Under the terms of the proposed merger, AmTrust common shareholders who are not affiliated with the Karfunkel-Zyskind Family (the “Public Shareholders”) will receive $13.50 in cash for each share of AmTrust common stock they hold. This represents a premium of 33% to the Company’s unaffected closing common stock price on January 9, 2018, the last trading day before Stone Point and the Karfunkel-Zyskind Family announced their proposal to acquire all of the outstanding common shares of AmTrust that the Karfunkel-Zyskind Family did not already own or control. The Karfunkel-Zyskind Family and certain of its affiliates and related parties will rollover their shares in the Company for interests in Evergreen Parent. Each share of the Company’s currently outstanding preferred stock will remain outstanding and it is expected that they will continue to be listed on the New York Stock Exchange following the consummation of the transaction.

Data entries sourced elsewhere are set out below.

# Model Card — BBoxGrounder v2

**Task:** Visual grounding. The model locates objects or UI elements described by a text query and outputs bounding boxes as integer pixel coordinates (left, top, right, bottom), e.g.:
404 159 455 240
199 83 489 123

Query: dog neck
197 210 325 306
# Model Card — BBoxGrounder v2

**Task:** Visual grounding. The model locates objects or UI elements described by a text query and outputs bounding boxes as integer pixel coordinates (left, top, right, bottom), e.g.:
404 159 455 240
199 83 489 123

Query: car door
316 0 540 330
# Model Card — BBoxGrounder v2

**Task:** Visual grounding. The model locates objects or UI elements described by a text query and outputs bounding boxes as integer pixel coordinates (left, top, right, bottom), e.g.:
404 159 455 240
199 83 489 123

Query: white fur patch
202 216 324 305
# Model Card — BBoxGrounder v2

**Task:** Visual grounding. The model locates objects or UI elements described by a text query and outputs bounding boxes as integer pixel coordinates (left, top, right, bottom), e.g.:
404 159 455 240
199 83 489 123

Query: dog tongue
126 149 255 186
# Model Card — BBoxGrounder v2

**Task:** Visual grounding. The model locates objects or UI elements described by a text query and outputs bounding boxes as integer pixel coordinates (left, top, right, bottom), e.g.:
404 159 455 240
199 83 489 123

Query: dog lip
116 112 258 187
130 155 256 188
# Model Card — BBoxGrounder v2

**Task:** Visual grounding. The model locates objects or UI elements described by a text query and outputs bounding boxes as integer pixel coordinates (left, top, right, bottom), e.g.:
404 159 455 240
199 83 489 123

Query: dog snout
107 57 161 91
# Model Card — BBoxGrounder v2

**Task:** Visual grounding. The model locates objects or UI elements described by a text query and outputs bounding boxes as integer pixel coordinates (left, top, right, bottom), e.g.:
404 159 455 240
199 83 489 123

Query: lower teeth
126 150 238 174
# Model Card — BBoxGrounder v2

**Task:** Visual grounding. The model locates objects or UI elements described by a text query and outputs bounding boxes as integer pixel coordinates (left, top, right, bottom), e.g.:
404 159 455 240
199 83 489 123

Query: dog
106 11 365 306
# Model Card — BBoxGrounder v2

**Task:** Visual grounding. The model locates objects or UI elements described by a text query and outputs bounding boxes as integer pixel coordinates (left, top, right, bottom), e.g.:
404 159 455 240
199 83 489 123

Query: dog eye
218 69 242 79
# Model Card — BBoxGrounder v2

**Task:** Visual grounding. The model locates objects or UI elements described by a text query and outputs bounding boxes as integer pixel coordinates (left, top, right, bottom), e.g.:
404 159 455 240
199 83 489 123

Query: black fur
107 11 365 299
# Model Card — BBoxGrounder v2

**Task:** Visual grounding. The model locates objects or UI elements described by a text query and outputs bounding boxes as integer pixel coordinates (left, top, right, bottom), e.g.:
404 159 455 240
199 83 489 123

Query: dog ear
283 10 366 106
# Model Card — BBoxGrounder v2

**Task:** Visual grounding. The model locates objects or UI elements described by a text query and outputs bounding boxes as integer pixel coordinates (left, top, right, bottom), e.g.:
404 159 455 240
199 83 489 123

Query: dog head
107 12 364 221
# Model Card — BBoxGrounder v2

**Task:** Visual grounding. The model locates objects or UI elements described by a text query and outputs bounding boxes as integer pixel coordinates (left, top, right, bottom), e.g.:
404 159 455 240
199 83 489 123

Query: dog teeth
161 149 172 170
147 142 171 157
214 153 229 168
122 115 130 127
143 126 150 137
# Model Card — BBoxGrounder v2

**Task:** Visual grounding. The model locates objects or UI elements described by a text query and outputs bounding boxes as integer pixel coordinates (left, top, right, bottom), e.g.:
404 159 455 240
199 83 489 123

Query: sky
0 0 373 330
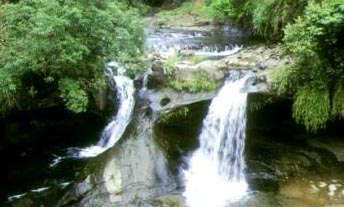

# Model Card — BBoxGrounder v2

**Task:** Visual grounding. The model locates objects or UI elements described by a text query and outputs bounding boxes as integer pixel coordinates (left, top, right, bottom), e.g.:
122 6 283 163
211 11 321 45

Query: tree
281 0 344 132
0 0 144 112
209 0 308 40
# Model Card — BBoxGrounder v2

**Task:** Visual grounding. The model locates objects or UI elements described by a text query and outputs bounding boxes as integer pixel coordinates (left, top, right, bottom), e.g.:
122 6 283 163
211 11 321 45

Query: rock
179 50 195 57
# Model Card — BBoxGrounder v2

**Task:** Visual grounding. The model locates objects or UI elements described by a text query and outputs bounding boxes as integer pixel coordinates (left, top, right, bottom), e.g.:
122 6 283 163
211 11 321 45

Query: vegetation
0 0 144 112
168 73 217 93
282 0 344 131
158 106 190 124
208 0 308 40
157 1 210 26
164 55 217 93
208 0 344 132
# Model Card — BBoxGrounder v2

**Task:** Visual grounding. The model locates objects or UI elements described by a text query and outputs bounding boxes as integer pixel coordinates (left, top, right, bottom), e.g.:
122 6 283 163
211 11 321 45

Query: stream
0 25 344 207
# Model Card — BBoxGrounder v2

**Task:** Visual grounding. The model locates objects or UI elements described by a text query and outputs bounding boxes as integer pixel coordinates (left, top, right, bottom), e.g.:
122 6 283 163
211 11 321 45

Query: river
0 25 344 207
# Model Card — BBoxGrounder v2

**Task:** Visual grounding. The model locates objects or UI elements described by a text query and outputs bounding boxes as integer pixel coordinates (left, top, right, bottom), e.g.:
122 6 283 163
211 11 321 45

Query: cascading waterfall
66 62 135 158
184 73 248 207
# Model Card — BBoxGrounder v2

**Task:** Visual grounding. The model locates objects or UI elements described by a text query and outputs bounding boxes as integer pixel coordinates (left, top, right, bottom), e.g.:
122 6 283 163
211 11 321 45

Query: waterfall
66 62 135 158
184 73 248 207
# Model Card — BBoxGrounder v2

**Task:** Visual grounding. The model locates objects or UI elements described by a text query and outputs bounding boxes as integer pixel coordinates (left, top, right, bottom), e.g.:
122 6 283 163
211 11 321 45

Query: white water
183 74 248 207
68 62 135 158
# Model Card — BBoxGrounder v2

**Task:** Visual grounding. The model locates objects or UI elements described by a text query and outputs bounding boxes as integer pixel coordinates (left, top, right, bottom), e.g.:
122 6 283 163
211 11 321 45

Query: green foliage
293 86 331 132
158 106 189 124
59 79 88 113
164 55 181 76
279 0 344 132
210 0 308 40
0 0 144 112
157 0 210 25
331 80 344 118
190 55 204 65
168 73 217 93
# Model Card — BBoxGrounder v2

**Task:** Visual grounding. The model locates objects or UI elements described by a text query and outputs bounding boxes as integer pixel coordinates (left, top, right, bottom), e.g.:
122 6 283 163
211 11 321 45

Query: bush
0 0 144 112
279 0 344 132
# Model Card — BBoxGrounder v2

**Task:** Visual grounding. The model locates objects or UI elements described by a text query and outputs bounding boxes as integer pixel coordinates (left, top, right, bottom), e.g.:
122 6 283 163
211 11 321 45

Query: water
184 74 248 207
66 62 135 158
146 28 244 57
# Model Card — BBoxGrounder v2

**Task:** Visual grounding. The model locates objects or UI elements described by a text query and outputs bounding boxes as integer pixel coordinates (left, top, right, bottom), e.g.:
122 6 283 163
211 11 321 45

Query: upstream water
0 25 344 207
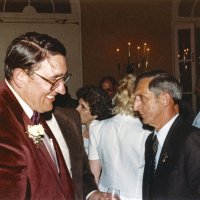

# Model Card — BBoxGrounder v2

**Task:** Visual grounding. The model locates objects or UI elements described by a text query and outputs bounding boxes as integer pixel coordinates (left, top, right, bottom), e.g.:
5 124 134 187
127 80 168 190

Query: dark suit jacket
0 82 96 200
143 116 200 200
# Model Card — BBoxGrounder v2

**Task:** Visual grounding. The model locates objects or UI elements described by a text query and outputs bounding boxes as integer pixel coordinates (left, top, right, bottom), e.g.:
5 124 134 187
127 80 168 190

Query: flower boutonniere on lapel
27 124 45 145
162 152 169 163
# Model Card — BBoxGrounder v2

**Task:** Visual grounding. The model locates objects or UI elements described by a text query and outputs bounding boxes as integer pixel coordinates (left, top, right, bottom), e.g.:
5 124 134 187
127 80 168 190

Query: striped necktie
152 135 159 173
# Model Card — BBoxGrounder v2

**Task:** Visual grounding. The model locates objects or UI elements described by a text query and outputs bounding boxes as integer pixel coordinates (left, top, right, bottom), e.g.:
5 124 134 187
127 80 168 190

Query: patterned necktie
31 111 40 125
152 135 158 173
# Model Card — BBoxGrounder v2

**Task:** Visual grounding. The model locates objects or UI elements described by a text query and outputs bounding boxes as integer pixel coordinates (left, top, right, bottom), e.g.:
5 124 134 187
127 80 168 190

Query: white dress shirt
89 114 150 200
154 114 179 168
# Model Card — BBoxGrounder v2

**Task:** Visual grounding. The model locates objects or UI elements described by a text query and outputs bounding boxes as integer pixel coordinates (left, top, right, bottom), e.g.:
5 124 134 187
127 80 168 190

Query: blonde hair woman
89 74 149 200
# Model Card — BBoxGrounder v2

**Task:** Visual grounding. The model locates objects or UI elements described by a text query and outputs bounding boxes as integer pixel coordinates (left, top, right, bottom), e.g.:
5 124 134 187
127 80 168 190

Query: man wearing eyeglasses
0 32 105 200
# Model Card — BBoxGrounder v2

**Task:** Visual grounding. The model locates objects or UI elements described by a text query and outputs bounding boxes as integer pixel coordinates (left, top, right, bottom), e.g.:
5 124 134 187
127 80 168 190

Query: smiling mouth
47 95 55 101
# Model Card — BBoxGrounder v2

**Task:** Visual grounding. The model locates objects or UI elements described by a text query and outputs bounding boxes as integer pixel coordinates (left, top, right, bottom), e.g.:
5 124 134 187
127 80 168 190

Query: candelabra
116 42 150 76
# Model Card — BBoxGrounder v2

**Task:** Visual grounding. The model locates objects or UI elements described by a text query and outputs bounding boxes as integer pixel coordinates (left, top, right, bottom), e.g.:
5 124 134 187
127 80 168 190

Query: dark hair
99 76 117 89
4 32 66 80
76 85 112 120
135 70 182 104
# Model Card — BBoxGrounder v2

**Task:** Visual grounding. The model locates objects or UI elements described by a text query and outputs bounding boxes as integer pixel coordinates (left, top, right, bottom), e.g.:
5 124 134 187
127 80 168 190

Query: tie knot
152 135 158 154
31 111 40 125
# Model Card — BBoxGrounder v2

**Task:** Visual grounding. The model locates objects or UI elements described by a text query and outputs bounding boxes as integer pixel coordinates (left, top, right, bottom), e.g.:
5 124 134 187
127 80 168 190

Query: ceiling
0 0 71 14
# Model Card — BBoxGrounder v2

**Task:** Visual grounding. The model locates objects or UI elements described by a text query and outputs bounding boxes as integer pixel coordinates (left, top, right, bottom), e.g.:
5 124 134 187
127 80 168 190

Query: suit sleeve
0 110 27 200
185 131 200 198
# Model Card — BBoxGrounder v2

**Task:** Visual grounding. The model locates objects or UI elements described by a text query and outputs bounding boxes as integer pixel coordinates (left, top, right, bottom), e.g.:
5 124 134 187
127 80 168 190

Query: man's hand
89 191 107 200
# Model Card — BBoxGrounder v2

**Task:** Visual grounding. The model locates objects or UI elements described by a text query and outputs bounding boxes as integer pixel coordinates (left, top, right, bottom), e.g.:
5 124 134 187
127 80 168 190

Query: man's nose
133 97 141 111
55 81 66 95
76 105 80 112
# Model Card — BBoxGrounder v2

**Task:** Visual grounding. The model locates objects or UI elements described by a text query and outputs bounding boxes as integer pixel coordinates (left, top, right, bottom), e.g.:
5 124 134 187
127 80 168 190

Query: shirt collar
5 79 33 118
154 114 179 147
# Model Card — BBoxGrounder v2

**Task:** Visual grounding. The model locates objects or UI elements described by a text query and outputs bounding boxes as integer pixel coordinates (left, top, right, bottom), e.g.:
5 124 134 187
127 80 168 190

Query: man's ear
12 68 28 88
161 93 171 106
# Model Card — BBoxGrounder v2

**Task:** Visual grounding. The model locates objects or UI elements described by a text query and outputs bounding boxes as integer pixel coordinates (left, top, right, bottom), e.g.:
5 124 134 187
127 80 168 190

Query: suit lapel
156 116 182 172
23 112 59 182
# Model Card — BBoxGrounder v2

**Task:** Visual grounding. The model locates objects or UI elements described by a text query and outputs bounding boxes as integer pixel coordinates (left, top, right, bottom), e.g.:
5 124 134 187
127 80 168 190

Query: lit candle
145 48 150 68
143 42 147 57
128 42 131 57
116 48 120 75
137 46 140 67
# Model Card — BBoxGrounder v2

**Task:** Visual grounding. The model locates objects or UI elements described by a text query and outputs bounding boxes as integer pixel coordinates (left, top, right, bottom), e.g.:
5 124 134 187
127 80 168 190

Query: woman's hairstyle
4 32 66 80
112 74 136 116
76 85 112 120
135 70 182 104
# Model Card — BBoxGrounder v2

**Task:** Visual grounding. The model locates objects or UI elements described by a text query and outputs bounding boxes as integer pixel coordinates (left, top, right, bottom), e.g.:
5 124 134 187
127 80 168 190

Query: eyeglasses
34 72 72 91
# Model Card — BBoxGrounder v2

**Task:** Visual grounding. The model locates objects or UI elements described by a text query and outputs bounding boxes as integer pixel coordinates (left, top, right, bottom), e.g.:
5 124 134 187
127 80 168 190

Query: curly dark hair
76 85 112 120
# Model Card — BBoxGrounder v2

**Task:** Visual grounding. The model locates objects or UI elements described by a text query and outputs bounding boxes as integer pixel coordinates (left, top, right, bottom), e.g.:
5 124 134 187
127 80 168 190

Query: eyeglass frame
33 71 72 91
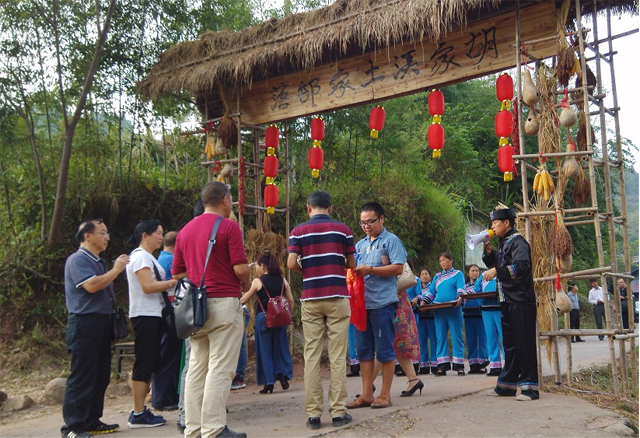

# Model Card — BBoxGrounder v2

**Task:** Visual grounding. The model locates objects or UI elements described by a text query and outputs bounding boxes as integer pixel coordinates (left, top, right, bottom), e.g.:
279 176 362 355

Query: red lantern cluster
369 105 387 138
495 73 515 182
308 117 324 178
264 125 280 214
427 89 444 158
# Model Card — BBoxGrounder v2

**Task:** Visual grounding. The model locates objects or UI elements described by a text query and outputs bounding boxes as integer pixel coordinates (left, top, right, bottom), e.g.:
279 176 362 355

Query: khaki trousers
185 298 244 437
302 298 351 418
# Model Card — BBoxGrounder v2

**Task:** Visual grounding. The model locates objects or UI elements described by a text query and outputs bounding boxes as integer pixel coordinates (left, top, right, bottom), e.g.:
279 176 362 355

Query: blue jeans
236 307 249 380
255 312 293 385
356 302 398 363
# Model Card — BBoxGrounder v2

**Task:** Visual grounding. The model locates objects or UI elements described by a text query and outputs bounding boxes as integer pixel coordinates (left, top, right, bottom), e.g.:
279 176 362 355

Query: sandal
371 395 393 409
347 396 371 409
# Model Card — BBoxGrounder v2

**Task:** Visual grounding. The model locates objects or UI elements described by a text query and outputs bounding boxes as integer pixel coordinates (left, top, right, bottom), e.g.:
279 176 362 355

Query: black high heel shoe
400 379 424 397
258 383 273 394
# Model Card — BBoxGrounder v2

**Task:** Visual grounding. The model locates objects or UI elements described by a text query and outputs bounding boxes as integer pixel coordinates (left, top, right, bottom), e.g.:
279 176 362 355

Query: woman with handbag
127 219 177 429
240 254 293 394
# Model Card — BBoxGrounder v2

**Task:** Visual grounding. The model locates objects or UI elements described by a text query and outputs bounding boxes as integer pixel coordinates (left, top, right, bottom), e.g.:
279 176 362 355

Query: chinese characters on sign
270 26 498 112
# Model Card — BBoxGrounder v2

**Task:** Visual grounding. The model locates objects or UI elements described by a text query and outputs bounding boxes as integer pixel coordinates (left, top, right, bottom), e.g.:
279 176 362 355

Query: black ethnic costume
482 222 540 400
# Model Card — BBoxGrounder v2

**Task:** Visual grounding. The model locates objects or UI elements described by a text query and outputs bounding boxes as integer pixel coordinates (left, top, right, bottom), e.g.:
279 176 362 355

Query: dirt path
0 337 634 437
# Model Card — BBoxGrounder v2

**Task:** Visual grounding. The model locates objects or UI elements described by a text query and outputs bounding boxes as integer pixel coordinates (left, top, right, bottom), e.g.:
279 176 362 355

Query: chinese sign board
234 3 557 124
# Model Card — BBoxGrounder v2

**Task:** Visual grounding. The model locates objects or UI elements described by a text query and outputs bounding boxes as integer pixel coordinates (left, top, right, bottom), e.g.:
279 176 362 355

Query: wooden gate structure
139 0 638 396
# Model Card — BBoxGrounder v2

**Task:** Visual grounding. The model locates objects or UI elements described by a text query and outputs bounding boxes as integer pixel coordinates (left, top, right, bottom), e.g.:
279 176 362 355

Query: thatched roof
139 0 637 102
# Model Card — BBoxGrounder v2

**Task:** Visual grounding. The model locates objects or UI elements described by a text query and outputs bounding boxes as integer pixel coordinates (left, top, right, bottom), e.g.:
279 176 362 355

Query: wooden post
575 0 620 396
607 4 638 392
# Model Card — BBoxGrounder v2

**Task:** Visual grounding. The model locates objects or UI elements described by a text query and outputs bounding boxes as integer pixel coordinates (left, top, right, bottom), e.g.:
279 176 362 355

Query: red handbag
258 279 293 328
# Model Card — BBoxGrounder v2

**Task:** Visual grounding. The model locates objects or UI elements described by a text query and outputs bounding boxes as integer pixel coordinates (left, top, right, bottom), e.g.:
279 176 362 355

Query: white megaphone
464 230 496 249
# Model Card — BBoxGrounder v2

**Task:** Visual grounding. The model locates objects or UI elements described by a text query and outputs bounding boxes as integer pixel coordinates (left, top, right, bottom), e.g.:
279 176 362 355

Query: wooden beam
232 2 556 125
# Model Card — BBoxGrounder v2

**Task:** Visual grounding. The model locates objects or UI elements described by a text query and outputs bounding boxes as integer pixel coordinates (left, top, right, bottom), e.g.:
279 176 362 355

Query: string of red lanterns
495 73 515 182
427 89 444 158
264 125 280 214
307 117 324 178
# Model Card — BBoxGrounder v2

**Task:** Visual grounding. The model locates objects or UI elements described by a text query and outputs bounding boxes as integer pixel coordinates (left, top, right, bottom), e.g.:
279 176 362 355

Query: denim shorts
356 302 398 363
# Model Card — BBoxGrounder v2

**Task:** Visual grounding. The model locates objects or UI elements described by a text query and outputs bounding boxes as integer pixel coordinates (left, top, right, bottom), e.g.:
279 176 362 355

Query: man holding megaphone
482 208 540 401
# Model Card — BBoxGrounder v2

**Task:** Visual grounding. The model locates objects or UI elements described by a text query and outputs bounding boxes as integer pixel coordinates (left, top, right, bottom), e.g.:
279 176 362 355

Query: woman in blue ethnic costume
407 268 438 374
474 266 504 376
422 252 465 376
462 264 489 374
482 208 540 401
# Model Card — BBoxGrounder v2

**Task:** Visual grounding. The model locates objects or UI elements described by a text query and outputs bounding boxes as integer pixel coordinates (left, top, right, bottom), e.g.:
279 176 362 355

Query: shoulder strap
200 216 222 289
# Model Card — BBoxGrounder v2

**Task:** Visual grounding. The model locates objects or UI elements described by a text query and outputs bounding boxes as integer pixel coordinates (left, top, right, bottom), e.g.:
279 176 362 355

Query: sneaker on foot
87 420 120 435
331 414 353 427
231 377 247 391
307 417 320 430
127 409 167 429
216 426 247 438
61 429 91 438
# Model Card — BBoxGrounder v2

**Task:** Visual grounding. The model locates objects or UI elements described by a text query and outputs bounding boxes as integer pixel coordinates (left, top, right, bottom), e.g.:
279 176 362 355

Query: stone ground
0 337 637 437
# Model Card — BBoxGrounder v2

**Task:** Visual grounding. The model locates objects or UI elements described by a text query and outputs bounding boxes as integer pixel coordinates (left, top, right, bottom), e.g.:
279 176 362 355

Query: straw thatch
138 0 638 115
140 0 504 99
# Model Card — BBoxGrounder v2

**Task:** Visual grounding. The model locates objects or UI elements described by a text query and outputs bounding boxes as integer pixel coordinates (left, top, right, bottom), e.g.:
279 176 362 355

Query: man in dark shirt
482 208 540 401
60 219 129 437
287 191 356 429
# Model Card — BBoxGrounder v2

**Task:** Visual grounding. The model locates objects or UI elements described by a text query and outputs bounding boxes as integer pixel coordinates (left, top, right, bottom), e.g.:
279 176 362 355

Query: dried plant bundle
537 64 560 154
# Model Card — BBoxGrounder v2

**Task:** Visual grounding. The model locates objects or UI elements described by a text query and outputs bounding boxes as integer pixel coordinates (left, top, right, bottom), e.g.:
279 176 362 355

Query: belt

The proposed merger is anticipated to close in the second half of 2018, subject to satisfaction or waiver of the closing conditions, including approval by regulatory authorities and the Company’s shareholders, including approval by a majority of the shares of the Company not owned or controlled by the Karfunkel-Zyskind Family, their children, senior management or their respective affiliates and certain related parties. The Company will file a Current Report on Form 8-K with the Securities and Exchange Commission which will more fully describe the terms and conditions of the proposed merger.
AmTrust’s Board of Directors has unanimously approved the proposed merger based upon the unanimous recommendation of a Special Committee of the Board of Directors, which was composed of independent directors not affiliated with the Karfunkel-Zyskind Family and advised by its own financial and legal advisors. The Special Committee and the Board each recommend that the Company’s Public Shareholders approve the merger and adopt the merger agreement.
Don DeCarlo, Chairman of the Special Committee, said: “The Special Committee and its advisors conducted an independent process and careful review of the proposal, with a focus on obtaining the best outcome for public shareholders. We believe the proposal delivers immediate and certain value for public shareholders at a significant premium to the unaffected share price and we encourage public shareholders to support the transaction.”
Mr. Zyskind, Chairman and CEO of AmTrust, said: “I believe that this transaction represents an exciting step forward for AmTrust, our employees, and the agents, brokers, partners, and customers we serve. As a private enterprise, we will be able to focus on long-term decisions, without the emphasis on short-term results.”
Mr. Zyskind continued, “The year 2018 marks the 20th anniversary of AmTrust’s founding. Alongside Stone Point Capital, a strong partner widely recognized as an experienced investor in the insurance sector, the Karfunkel-Zyskind family is deeply committed to the long-term strength and success of AmTrustWe are well-positioned to continue meeting our policyholders’ needs, supporting our brokers and agents, and developing our partner relationships.”
Jim Carey, Senior Principal of Stone Point Capital, said: “Stone Point is excited to be partnering with the Karfunkel-Zyskind family and AmTrust’s management team in the next phase of AmTrust’s growth. AmTrust has built its business through an innovative spirit and dedication to their employees, customers and partners. Under Barry Zyskind’s leadership, AmTrust will continue to invest in long-term growth initiatives and continue to support their policyholders, agents and brokers.”
Deutsche Bank Securities Inc. is serving as financial advisor to the Special Committee and BofA Merrill Lynch is serving as financial advisor to AmTrust.
Willkie Farr & Gallagher LLP is acting as legal advisor to the Special Committee, Skadden, Arps, Slate, Meagher & Flom LLP is acting as legal advisor to Stone Point and Paul, Weiss, Rifkind, Wharton & Garrison LLP is acting as legal advisor to the Karfunkel-Zyskind Family.